Foodborne illness prevention and treatment
It seems so basic, but not everyone does it. Wash hands well and often with soap and water, especially after using the bathroom and before cooking or eating. Also wash surfaces when cooking, keep raw food separate from cooked food, marinate food in the refrigerator, cook food thoroughly, and refrigerate or freeze food promptly. Never defrost and then refreeze foods. The FDA suggests never leaving food out for more than one hour when the temperature is above 90 degrees. Any other time, don't leave food out for more than two hours. "Keep hot food hot and cold food cold," Clark adds. "Wash off fruits and vegetables with cool running water." Also, scrub fruits with rough surfaces like cantaloupe with a soft brush.
When you are packing food for a picnic, place cold food in a cooler with plenty of ice or commercial freezing gels. Cold food should be held at or below 40 degrees and the cooler should be stored in shade. Hot food should be wrapped well, placed in an insulated container, and kept at or above 140 degrees.

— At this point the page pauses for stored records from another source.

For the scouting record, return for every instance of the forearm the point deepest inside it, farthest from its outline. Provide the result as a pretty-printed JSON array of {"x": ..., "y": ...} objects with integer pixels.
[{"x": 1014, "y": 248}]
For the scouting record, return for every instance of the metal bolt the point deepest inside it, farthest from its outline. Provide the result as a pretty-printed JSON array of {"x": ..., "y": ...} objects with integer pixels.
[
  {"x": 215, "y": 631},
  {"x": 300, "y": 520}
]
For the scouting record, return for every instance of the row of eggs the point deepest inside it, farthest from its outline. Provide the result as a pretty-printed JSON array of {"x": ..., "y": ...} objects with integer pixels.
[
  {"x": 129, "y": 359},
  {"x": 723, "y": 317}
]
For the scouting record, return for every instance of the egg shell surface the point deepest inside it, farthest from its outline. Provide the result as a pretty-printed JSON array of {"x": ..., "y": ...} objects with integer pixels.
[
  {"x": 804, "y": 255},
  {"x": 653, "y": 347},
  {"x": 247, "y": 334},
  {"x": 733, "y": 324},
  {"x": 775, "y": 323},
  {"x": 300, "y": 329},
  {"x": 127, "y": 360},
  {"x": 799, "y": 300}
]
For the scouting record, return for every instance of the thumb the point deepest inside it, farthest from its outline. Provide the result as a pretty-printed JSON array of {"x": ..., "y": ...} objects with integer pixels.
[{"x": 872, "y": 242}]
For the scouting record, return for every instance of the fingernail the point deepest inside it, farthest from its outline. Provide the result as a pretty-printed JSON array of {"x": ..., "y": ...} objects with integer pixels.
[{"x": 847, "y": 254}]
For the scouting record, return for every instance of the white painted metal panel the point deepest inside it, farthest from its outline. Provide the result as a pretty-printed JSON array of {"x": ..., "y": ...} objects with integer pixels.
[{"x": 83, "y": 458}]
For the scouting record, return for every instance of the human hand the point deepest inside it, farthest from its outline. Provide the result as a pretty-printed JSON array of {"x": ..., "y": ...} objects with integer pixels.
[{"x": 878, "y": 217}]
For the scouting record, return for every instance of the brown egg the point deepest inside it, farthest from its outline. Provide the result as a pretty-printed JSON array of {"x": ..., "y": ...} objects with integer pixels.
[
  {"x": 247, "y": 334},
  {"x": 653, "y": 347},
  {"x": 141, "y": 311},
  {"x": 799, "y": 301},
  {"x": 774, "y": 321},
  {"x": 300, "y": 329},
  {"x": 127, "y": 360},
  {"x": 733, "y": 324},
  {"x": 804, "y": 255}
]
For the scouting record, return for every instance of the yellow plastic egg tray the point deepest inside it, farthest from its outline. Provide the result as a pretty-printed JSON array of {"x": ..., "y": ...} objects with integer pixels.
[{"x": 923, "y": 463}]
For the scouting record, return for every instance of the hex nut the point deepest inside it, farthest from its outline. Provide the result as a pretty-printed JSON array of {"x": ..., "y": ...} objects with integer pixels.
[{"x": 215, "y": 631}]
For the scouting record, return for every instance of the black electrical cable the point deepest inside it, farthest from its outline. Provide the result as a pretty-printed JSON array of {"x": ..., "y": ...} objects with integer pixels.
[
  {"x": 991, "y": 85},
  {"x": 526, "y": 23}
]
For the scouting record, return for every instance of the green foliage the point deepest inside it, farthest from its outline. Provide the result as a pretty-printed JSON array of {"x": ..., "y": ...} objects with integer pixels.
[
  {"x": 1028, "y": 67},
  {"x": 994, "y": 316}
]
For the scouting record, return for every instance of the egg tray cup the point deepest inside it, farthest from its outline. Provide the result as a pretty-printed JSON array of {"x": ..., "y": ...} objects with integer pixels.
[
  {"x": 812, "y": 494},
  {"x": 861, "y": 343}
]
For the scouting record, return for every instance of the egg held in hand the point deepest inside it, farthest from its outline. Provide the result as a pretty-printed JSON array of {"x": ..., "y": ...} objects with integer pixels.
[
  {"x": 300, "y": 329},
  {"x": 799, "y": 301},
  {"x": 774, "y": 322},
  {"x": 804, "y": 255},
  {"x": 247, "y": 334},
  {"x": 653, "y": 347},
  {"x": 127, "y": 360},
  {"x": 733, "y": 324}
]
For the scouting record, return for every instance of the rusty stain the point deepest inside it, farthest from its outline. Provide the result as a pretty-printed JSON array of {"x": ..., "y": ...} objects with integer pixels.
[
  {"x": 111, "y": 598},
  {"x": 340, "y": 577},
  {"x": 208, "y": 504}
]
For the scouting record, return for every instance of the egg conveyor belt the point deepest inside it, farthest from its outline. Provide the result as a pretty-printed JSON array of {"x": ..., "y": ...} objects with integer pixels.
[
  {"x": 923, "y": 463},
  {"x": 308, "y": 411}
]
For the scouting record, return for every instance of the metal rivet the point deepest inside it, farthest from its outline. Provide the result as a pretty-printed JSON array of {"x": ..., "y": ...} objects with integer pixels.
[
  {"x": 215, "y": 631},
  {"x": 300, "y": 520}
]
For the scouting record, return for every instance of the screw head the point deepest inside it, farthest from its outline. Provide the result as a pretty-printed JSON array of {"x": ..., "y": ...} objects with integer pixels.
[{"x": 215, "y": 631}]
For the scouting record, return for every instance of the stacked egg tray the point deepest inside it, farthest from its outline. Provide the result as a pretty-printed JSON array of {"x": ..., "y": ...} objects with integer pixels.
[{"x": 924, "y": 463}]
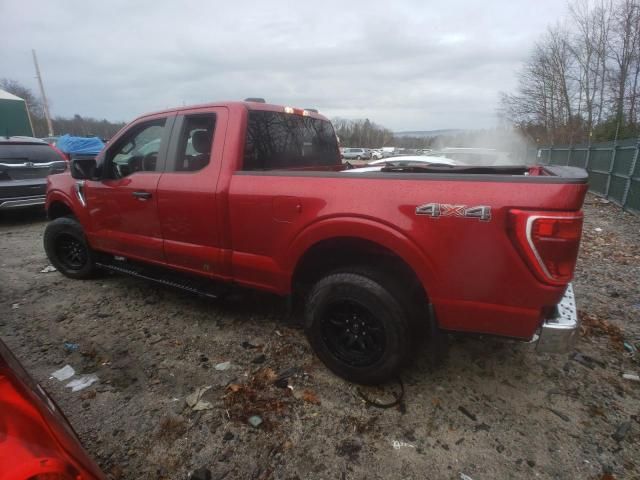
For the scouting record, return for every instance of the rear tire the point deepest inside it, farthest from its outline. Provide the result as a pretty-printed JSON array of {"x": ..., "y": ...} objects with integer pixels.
[
  {"x": 67, "y": 248},
  {"x": 357, "y": 327}
]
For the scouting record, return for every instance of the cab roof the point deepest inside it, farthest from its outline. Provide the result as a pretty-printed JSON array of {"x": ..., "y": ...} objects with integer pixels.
[{"x": 248, "y": 105}]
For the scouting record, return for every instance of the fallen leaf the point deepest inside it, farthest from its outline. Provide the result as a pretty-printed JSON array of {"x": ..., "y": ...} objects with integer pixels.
[{"x": 310, "y": 397}]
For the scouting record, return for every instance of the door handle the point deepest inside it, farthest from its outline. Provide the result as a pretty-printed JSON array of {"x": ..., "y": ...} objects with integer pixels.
[{"x": 142, "y": 195}]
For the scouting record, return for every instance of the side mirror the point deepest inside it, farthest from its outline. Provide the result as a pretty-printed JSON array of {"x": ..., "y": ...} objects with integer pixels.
[{"x": 83, "y": 168}]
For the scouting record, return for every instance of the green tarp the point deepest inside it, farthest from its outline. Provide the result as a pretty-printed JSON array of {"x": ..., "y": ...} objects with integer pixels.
[{"x": 14, "y": 119}]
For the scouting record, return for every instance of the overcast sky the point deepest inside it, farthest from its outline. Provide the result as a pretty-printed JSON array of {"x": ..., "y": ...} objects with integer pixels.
[{"x": 406, "y": 65}]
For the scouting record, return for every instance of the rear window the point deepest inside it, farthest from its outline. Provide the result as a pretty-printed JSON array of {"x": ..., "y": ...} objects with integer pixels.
[
  {"x": 282, "y": 141},
  {"x": 17, "y": 153}
]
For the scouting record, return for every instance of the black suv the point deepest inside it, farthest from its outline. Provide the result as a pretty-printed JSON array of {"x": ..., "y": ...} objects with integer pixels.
[{"x": 25, "y": 163}]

Keeping a child with foodborne illness hydrated is the most important job. Electrolyte solutions like Pedialyte are good, but not all children like the flavor. Sports drinks are just as effective in the short term. Popsicles and ice chips are also acceptable when all else fails. Encourage the child to drink small amounts frequently, and watch to be sure that he or she urinates at least every six to eight hours. Once vomiting stops, return the child to a regular diet as soon as tolerated, but be aware that milk and fruit juices can sometimes prolong diarrhea. Seek emergency treatment if severe pain accompanies the illness, if vomiting doesn't stop in a few hours, or if blood appears in diarrhea.
Poison Ivy, Poison Oak, and Poison Sumac
Betsy Dunphy, 44, enjoys living in a woody area in Herndon, Va. But she could do without the poison ivy. She once missed a week of work when a rash from the vine spread all over her face and chest. In the summer of 2002, she developed a poison ivy rash on her wrist after moving azalea plants, and was careful to keep it from spreading.
Rashes from poison ivy, oak, or sumac are all caused by urushiol, a substance in the sap of the plants. Poison plant rashes can't be spread from person to person, but it's possible to pick up a rash from urushiol that sticks to clothing, tools, balls, and pets.
Poison plant rash prevention and treatment
Dunphy says she's been able to avoid an outbreak in the last two years mainly by learning what poison ivy looks like and avoiding it. According to the American Academy of Dermatology, while "leaves of three, beware of me," is the old saying, "leaflets of three, beware of me" is even better because each leaf has three smaller leaflets.